Glucose is present in blood and utilized as an important marker for diabetes. A method for measuring a glucose has conventionally been a chemical method or an enzymatic method, and an enzymatic method is regarded generally to be excellent in view of the specificity and the safety. Such an enzymatic method is, for example, be a measurement using a glucose oxidase, glucose-6-phosphate dehydrogenase or an NAD(P)-dependent glucose dehydrogenase. However, the methods employing the glucose oxidase and the glucose-6-phosphate dehydrogenase are not convenient reaction systems since they employ a plural of enzymes. The methods employing the glucose-6-phosphate dehydrogenase and the NAD(P)-dependent glucose dehydrogenase pose a complication due to the requirement of adding a coenzyme NAD(P) to the reaction systems.
Recently, various biosensors were proposed as modes for quantifying a particular component in a sample conveniently without diluting or stirring a sample solution. For example, a biosensor was proposed in which an electrode system consisting of an action electrode, a counter electrode and a reference electrode was formed by a screen printing on an insulating board. This electrode system and the like was in contact with an enzymatic reaction layer formed thereon containing a hydrophilic polymer, a redox enzyme and an electron acceptor.
The number of diabetes patient is increasing year by year, and a method for measuring a blood sugar and a means for controlling the blood sugar level are desired which can be utilized not only in a hospital but also at home and which is convenient. While a simple glucose sensor is employed currently for measuring the blood sugar, it frequently employs a glucose oxidase which is highly suspected to give a measured value involving an error due to a level of the residual oxygen. On the other hand, a biosensor employing a glucose dehydrogenase which is dependent on a nicotinamide-based coenzyme exhibits a high background noise and involves a complicated reaction system due to the requirement of adding a coenzyme or an auxiliary enzyme separately, and it also suffers from a disadvantage due to the requirement of an expensive optical system upon measuring a chromogenic system.
As an enzyme which is not affected by the residual oxygen level and which can act on glucose in the absence of NAD(P), a glucose dehydrogenase whose coenzyme is pyrroloquinolinequinone is known, but the pyrroloquinolinequinone problematically tends to dissociate from the enzyme. A glucose dehydrogenase whose coenzyme is pyrroloquinolinequinone disclosed in JP-A-2000-350588 and JP-A-2001-197888 has a disadvantageously low selectivity for glucose. On the other hand, a glucose dehydrogenase whose coenzyme is the pyrroloquinolinequinone derived from Escherichia coli (JP-A-10-243786), a glucose dehydrogenase whose coenzyme is the pyrroloquinolinequinone derived from Pseudomonas sp. (Agric. Biol. Chem. (1980) 44:1505-1512) and a glucose dehydrogenase whose coenzyme is the pyrroloquinolinequinone derived from Gluconobacter suboxydans (Agric. Biol. Chem. (1981) 45:851-861) had the respective activity on maltose of 3%, 3.2% and 5%, but were accompanied with the complication due to the requirement of a solubilization and an extraction of the enzymes since they were existing in a membrane fraction of the bacterial bodies.

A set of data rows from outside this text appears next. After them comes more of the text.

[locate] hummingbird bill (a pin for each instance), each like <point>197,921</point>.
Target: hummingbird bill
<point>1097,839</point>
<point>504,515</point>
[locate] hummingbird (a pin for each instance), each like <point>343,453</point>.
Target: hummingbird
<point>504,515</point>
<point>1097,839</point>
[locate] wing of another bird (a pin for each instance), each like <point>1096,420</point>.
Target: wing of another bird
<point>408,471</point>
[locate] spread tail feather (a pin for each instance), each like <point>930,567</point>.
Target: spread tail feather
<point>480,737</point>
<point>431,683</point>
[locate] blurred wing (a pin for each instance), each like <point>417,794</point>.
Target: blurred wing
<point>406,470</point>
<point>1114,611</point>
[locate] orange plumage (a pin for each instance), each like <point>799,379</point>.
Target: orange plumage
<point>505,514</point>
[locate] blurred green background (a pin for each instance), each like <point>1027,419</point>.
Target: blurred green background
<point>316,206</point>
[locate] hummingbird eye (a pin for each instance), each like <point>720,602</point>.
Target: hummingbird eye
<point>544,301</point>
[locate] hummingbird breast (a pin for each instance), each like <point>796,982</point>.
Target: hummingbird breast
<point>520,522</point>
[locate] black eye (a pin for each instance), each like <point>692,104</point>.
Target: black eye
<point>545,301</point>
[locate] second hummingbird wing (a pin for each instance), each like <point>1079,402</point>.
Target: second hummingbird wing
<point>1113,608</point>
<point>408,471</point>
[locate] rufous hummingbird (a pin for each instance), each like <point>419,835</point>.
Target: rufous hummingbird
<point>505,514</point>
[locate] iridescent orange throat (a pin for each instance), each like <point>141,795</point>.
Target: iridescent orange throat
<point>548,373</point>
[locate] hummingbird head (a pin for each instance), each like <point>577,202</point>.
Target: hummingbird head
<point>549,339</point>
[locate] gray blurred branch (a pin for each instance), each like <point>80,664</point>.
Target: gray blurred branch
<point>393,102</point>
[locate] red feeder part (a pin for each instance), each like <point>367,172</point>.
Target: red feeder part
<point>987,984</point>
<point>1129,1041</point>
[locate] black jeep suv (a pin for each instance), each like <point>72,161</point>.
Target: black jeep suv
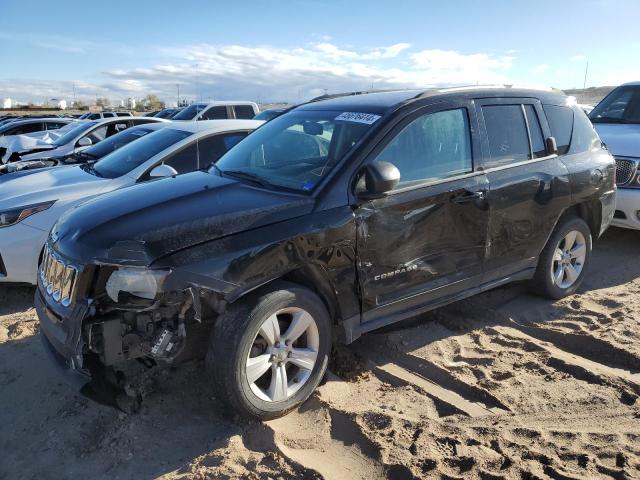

The coenzyme-binding glucose dehydrogenases which oxidize a hydroxyl group in the 3rd-position of glucose were also reported in J. Biol. Chem. (1967) 242: 3665-3672, Appl. Microbiol. Biotechnol. (1999) 51: 58-64, Appl. Biochem. Biotechnol. (1996) 56: 301-310 and Enzyme Microb. Technol. (1998) 22:269-274, but any of them exhibits a poor selectivity for glucose. Since maltose is employed widely as an infusion component and the blood maltose level in an infused patient is high, it is desired to develop an enzyme for measuring the blood sugar which is capable of acting specifically on glucose and has low activity especially on maltose.
In order to respond the industrial needs mentioned above, an objective of the invention is to provide a novel glucose dehydrogenase which exhibits an excellent substrate-recognizing ability toward glucose and which has low activity on maltose, and also to provide a method for producing the same and a microorganism having an ability of producing the same.
Another objective of the invention is to provide excellent glucose measuring method, measuring reagent and biosensor which employ the novel glucose dehydrogenase and which are capable of quantifying glucose rapidly and conveniently at a high accuracy, as well as a glucose-eliminating reagent.